篠原章(評論家・批評.COM主宰)
翁長雄志前知事の死去に伴う沖縄県知事選挙で、開票とほぼ同時に、普天間飛行場の辺野古移設に反対する「オール沖縄」が支援する玉城デニー前衆院議員の当確が出た。
事前の調査や予測では一貫して玉城氏の優勢が伝えられ、当初は「ダブルスコアで玉城」という噂まで広がった。自民、公明、日本維新が推薦する佐喜真淳前宜野湾市長が猛追し、選挙終盤の世論調査では「互角の闘い」に持ち込んでいると報道されていたが、結局蓋(ふた)を開けてみれば、期日前投票でも当日の投票でも、佐喜真氏の得票は玉城氏のそれに及ばなかった。
佐喜真陣営にとっては、「票差」以上の惨敗だった。自民党からは菅義偉(よしひで)官房長官、二階俊博幹事長、小泉進次郎筆頭副幹事長が、それぞれ複数回にわたり沖縄に応援に駆けつけたほか、竹下亘総務会長が最前線で指揮を執るなど、それこそ総力戦で臨んだ。
公明党も全党をあげてこれまでにない支援態勢をとったが、「翁長前知事の遺言」で選ばれた玉城氏にまるで歯が立たなかった格好だ。はっきり言えば、自公の面目は丸つぶれである。
玉城氏が当選し、佐喜真氏が落選した要因については、今後さまざまな分析が行われることになろうが、おおよそ以下のように整理される。
最大の要因は、任期途中で翁長前知事が亡くなったことである。亡くなる直前まで翁長氏は知事選出馬の意思を表明していなかったが、翁長氏が出馬したとしても、厳しい選挙になるといわれていた。

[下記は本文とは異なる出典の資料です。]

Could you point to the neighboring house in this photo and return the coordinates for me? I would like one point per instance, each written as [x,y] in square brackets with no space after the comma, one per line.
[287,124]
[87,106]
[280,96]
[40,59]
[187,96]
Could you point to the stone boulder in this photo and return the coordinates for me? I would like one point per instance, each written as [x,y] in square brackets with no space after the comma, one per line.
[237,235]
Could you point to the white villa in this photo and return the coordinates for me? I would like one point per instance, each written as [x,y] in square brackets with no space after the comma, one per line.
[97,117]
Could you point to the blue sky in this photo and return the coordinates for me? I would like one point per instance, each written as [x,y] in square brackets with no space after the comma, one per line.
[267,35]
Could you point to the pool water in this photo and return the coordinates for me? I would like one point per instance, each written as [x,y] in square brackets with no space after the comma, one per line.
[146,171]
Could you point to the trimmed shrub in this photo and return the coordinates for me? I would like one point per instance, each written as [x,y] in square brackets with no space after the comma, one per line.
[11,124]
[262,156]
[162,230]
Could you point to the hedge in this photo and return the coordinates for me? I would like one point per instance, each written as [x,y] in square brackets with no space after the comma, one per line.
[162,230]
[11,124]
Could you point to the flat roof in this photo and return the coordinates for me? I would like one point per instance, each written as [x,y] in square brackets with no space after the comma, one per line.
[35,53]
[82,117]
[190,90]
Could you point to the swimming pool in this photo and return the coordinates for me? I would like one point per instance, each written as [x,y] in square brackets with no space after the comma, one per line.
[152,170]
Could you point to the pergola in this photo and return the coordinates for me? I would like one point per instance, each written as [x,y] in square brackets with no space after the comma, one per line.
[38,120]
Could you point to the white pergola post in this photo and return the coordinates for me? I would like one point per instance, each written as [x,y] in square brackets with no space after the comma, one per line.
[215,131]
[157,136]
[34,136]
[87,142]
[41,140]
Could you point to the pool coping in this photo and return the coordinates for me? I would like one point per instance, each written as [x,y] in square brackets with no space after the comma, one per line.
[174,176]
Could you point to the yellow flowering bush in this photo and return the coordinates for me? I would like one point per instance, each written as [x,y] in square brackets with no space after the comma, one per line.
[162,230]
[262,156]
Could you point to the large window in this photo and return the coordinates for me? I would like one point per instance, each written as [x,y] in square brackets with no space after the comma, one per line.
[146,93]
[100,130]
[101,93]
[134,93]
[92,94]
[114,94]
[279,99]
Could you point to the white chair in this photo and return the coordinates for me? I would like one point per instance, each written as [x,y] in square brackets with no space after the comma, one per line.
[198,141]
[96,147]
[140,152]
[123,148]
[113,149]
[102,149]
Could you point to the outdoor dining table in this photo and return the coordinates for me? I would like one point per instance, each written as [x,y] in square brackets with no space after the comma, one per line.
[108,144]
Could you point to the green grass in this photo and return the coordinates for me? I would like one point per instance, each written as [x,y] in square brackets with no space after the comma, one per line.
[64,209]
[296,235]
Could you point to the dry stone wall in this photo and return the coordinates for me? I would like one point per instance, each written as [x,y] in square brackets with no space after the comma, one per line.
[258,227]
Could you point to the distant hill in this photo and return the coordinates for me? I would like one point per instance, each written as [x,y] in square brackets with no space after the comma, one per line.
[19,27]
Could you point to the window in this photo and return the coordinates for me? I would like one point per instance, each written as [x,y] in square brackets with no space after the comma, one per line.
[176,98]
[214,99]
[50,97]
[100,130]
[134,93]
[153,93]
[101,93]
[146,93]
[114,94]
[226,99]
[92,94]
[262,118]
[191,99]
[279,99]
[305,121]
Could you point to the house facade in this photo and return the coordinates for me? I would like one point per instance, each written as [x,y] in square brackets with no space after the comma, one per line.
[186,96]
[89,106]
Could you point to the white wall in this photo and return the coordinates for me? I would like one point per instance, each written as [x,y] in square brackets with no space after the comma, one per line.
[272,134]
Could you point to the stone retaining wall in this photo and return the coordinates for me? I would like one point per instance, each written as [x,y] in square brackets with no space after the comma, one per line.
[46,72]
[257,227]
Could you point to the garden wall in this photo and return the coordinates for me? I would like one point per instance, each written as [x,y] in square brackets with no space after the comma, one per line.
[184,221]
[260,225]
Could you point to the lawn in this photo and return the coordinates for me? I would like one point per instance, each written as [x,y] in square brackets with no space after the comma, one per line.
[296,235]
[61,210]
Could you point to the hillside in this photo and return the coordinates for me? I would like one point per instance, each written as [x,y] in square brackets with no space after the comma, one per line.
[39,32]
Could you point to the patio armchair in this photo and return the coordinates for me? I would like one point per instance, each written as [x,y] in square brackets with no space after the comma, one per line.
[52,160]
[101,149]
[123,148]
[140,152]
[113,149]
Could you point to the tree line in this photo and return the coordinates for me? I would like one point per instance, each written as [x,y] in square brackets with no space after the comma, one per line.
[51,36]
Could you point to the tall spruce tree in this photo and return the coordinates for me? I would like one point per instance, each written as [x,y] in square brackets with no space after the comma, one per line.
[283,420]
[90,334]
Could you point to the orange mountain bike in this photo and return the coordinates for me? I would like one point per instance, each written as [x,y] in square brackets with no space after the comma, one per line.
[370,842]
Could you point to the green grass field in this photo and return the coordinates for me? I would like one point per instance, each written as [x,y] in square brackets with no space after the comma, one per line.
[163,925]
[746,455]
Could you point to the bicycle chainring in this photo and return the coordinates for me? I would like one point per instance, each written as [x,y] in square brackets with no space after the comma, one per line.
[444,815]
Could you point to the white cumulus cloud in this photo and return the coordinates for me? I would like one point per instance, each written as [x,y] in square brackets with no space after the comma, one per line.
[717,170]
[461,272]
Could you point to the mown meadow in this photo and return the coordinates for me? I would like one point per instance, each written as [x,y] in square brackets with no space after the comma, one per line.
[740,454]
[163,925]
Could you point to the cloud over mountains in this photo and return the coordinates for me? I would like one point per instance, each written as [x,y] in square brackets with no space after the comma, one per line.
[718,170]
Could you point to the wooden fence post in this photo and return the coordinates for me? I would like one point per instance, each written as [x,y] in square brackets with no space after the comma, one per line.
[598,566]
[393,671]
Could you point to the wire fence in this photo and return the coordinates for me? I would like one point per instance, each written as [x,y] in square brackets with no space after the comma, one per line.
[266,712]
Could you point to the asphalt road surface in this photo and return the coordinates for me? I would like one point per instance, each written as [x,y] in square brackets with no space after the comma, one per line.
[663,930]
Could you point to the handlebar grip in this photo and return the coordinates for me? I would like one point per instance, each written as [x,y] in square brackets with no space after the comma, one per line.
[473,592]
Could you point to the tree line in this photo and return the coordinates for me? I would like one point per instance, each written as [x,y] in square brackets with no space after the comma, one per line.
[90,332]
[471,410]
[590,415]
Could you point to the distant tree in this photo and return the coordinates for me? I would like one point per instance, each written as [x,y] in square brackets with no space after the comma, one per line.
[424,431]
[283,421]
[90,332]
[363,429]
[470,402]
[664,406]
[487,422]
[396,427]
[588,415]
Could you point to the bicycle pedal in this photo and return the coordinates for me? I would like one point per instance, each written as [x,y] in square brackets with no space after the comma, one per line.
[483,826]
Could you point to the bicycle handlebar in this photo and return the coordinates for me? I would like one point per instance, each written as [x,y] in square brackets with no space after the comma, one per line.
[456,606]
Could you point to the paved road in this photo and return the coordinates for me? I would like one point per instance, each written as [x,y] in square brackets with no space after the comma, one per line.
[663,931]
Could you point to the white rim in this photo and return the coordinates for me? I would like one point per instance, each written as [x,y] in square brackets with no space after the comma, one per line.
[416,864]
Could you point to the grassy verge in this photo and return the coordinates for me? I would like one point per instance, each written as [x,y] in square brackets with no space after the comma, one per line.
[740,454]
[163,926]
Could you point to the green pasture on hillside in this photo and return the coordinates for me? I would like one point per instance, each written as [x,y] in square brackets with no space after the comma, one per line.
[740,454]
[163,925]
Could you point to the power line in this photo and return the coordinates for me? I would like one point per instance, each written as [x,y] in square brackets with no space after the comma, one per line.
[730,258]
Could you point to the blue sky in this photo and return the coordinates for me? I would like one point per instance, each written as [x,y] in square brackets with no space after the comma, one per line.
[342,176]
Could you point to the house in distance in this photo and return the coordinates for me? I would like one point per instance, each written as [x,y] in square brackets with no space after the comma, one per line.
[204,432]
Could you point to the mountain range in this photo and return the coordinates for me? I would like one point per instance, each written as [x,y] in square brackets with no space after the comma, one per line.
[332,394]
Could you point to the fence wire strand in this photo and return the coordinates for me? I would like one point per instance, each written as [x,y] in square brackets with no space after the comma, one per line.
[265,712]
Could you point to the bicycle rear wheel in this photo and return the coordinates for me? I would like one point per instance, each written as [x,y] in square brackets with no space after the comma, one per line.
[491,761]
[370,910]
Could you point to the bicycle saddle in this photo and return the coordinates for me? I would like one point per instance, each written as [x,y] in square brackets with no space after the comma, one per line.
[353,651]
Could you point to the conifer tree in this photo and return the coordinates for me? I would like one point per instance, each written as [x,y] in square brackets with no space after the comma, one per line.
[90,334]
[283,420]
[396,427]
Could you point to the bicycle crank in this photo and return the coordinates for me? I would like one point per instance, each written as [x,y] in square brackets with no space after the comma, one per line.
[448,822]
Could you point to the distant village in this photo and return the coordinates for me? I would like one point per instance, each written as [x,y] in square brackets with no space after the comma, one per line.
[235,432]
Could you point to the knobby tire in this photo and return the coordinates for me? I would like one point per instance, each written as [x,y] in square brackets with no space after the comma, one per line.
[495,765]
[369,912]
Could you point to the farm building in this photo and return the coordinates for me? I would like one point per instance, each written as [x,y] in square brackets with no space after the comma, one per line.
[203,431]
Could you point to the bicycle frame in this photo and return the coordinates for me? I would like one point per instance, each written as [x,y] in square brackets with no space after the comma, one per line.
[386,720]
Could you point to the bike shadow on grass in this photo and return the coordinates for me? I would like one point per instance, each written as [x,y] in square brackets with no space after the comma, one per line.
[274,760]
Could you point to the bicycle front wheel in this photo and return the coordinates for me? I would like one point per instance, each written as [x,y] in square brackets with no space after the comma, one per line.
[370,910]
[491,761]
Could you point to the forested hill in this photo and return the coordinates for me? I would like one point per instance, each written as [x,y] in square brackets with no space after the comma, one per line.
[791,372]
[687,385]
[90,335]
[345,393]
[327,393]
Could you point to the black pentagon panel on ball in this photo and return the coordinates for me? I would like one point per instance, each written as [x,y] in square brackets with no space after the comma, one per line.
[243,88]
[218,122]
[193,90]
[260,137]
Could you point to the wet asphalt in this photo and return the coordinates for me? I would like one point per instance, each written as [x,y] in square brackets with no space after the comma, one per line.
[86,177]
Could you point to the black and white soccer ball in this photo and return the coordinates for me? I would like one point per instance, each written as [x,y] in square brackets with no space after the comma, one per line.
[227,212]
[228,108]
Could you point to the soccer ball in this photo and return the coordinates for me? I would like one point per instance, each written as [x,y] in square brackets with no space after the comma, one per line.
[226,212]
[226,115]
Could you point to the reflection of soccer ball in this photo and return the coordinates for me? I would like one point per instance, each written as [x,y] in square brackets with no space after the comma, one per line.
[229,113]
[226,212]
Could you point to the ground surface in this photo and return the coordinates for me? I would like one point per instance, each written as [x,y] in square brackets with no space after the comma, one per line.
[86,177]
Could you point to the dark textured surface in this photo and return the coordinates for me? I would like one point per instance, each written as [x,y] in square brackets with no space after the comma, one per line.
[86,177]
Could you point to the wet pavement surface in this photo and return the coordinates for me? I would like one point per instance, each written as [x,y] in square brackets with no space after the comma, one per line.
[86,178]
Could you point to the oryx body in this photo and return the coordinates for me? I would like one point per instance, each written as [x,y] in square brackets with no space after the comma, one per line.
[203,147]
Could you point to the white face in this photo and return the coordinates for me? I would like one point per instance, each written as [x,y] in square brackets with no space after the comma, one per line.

県民の間に「辺野古疲れ」「辺野古離れ」のようなムードが蔓延(まんえん)し、2月の名護市長選挙では、自公の推す新人が「オール沖縄」の推す現職を下していた。知事選は当初11月に予定されていたが、翁長氏が病床からどこまで指揮を執れるのか疑問視する向きもあった。